People from ethnic minorities are at a “significant disadvantage” when working in universities, a new study has found.
The report’s author Professor Andrew Pilkington, of the University of Northampton, said that despite various government initiatives and new race equality legislation over the last dozen years, equality and diversity issues had “fallen down the agenda”. Prof Pilkington said that the Equality Challenge Unit, set up in 2001 to develop race equality in higher education recruitment, had been criticised in an independent review for not fully supporting individual universities to make changes. “The evaluation reveals that many key staff in universities do not believe in the importance of equal opportunities, and other research indicates that many staff are in fact highly sceptical of the efficacy of equal opportunities policies,“ he said. Special funding had been provided from 2001 to 2004 to universities to modernise recruiting, including developing equal opportunities targets. But an evaluation of this found that the role of ethnic minority groups had received less emphasis than gender equality, he said. A review of how universities had responded to the Race Relations (Amendment) Act 2000, carried out in 2004, found that all but four universities had suitable policies in this area. But Professor Pilkington said that “the reality on the ground may be different.” He quoted from a report carried out by the Gus John Partnership on race equality practice, which said “results suggest that many HEIs [universities] were still struggling to come to terms with what the legislation requires and that they remain on a steep learning curve.” “The evaluations of these initiatives are, for all their limitations, quite interesting,” said Professor Pilkington. “While they tend to highlight positive developments and downplay negative ones, a careful examination of them reveals serious lacunae in the way many universities are pursuing equal opportunities and thereby race equality. “Seen in this light, the evidence pointing to failures in data gathering and target setting suggests that many universities have not taken equal opportunities policies seriously. “Analysis of the impact of different government initiatives has revealed that the changes afoot are much less remarkable than the continuities. The colour-blind initiatives had little impact at all in promoting race equality.
Prof Pilkington’s study for the British Sociological Association’s annual conference in Leeds, comes in the wake of a recent report by HESA (the Higher Education Statistics Agency), which points out that Black British professors make up just 0.4% of all British professors – 50 out of 14,385.
This is despite the fact that 2.8% of the population of England and Wales is Black African or Black Caribbean, according to the Office for National Statistics.

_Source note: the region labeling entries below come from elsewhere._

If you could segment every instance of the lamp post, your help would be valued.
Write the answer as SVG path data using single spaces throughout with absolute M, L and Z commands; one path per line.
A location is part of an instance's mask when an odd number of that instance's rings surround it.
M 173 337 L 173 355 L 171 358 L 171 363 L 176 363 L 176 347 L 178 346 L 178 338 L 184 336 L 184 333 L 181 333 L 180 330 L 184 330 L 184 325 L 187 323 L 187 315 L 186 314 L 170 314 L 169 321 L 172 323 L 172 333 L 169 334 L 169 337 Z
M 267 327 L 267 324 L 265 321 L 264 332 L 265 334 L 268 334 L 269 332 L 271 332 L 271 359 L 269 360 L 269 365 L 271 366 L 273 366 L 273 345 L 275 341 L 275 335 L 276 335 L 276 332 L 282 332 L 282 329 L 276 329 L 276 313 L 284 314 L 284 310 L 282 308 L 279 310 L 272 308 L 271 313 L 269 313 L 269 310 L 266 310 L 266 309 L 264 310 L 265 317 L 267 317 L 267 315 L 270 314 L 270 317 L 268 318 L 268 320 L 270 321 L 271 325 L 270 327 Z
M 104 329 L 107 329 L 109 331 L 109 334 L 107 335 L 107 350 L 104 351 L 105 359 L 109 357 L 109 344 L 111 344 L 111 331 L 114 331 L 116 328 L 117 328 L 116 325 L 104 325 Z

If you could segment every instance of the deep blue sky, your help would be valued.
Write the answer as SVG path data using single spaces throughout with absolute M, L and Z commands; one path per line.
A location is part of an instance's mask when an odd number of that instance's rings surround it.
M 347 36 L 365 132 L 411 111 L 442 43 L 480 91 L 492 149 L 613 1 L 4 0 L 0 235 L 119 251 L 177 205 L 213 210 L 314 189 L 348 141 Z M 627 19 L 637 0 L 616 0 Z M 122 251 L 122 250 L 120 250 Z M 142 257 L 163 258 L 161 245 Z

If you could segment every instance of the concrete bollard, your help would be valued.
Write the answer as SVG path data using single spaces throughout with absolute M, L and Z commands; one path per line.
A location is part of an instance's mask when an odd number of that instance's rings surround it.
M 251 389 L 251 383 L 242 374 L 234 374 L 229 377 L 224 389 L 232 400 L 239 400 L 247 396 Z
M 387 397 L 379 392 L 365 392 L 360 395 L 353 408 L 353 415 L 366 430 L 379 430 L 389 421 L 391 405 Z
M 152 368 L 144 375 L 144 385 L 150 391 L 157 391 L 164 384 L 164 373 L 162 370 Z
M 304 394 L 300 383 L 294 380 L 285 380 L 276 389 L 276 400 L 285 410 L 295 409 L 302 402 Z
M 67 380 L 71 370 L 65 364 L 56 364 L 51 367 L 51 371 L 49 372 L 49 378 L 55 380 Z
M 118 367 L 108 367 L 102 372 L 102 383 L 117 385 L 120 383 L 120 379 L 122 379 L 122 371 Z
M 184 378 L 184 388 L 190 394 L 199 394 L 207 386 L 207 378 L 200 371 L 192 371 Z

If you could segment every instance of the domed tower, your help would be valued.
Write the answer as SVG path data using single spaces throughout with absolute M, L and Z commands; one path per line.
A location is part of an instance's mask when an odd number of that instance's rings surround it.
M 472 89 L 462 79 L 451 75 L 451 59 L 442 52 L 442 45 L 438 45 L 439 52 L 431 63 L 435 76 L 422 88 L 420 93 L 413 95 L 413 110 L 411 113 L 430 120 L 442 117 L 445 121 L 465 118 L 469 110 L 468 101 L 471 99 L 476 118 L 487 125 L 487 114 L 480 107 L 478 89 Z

Only 10 of the 50 black British professors are women.
Only the University of Birmingham has more than two black British professors, and six out of 133 have more than two black professors from the UK or abroad. HESA’s research defines black as Black Caribbean or Black African. Prof Pilkington said: “The more targeted initiatives stemming from the Race Relations (Amendment) Act initially had an impact. Their impact, however, was short-lived, with a deconstruction of the discourses in the official evaluations pointing to significant lacunae. What is more, the pressure is now off. “Although lip service continues to be paid in government pronouncements and some strategies to race equality and ethnic diversity, a discourse centred on community cohesion has become hegemonic and has marginalised one concerned with race equality and ethnic diversity. “In the light of this, it is scarcely surprising to discover that black and minority ethnic academic staff continue to experience significant disadvantage in higher education.” Professor Pilkington also spoke about race equality among students. He said that New Labour’s emphasis on ensuring they were recruited from all areas of society was “primarily concerned with class” and the needs of students from ethnic minorities were only “marginal”. Advisory letters written to the national funding councils by the government never mentioned race or ethnicity. Most of the money universities received for encouraging ethnic minorities into higher education was spent on getting them to attend universities, but not on helping them succeed while there. This had “adverse consequences for minority ethnic groups who are more likely to gain access to the sector but disproportionately face problems in succeeding,” he said. Although people from ethnic minorities were well represented in universities, they tended to study less prestigious subjects in lower-status institutions. “A recent study which examined students’ choices of higher education revealed that ‘while more working class and ethnic minority students are entering university, they are generally entering different universities to their white middle class counterparts’,” he said.